The majority of the structural changes in the brain were likely due to the IA LPS. LPS injection caused increased pro-inflammatory cytokines and inflammation in the brains of rhesus monkeys by 16 h after injection and microglial proliferation by 48 h after LPS.38 The timing of IA LPS administration effects neuronal changes, with glial activation after 2 days, whereas caspase 3 activation was not seen until 8 days and decrease in the number of oligodendrocytes was not observed until closer to 15 days.32 Of interesting note, the combination of IA LPS with betamethasone IM to model pregnant women with chorioamnionitis who have received antenatal steroids can alter the brain inflammation depending on the order of administration.12 With longer ventilation periods, mechanical ventilation of preterm lambs after LPS exposure 2 days prior to birth was associated with white matter astrogliosis (GFAP-positive cells) and cell death (TUNEL-positive cells) with both injurious and protective ventilation strategies.39 Whereas in lambs exposed to LPS 7 days prior to mechanical ventilation, there were no effects of mechanical ventilation on gray matter injury found with IA LPS exposure.13 These findings suggest that the timing of chorioamnionitis to delivery and mechanical ventilation may affect the severity of the brain injury and the location of the injury within the white and gray matter.

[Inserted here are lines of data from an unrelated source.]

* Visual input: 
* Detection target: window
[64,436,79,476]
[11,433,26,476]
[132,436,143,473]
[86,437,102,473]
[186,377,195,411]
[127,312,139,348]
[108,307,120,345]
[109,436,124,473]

The experiment was limited by the small number of animals in each group and the short ventilation period. Small changes in some physiologic and molecular measurements may be hidden within high variance for measurements, but overall significant changes were observed with budesonide in many of the markers of injury with only a few animals. The period of ventilation and exposure to budesonide was only 4 h, so structural changes in the brain may not have been evident at that time point. Since no LPS only animals were examined, the changes in the brain could be due to either ventilation or LPS exposure or the combination. Another limitation of the study for clinicians is the use of intentionally injurious ventilation strategies that may not be used in the delivery room of preterm infants. The ability of budesonide to improve the lung physiology in the 4-h ventilation period, even in these severely injured animals, likely demonstrates the anti-inflammatory effects of this potent steroid. In lambs with less injurious ventilation, budesonide improved the pro-inflammatory cytokines and markers of injury in lambs ventilated for 2 h.20 Since these animals were exposed to LPS, some lung inflammation was present at birth and we may not have been able to differentiate differences in BALF cell counts with budesonide. Measurement of budesonide in the liver or brain was not done, so it is also difficult to determine whether the systemic changes were due to budesonide itself within these tissues.

Conclusions

In preterm lambs exposed to IA LPS injections 2 days prior to delivery, the combination of budesonide and surfactant improved ventilation physiology by 4 h and decreased markers of injury in the lung, liver, and multiple areas of the brain. The histologic changes noted in the brain reinforce the effects of chorioamnionitis on neuroinflammation, but the timing of the budesonide to sacrifice may have been too short to see the relevant effects. Similar to previous experiments, the budesonide was measured in the plasma by 15 min and <2% was still in the lung at 4 h. These findings would suggest that addition of budesonide to surfactant could potentially be beneficial in the preterm exposed to chorioamnionitis.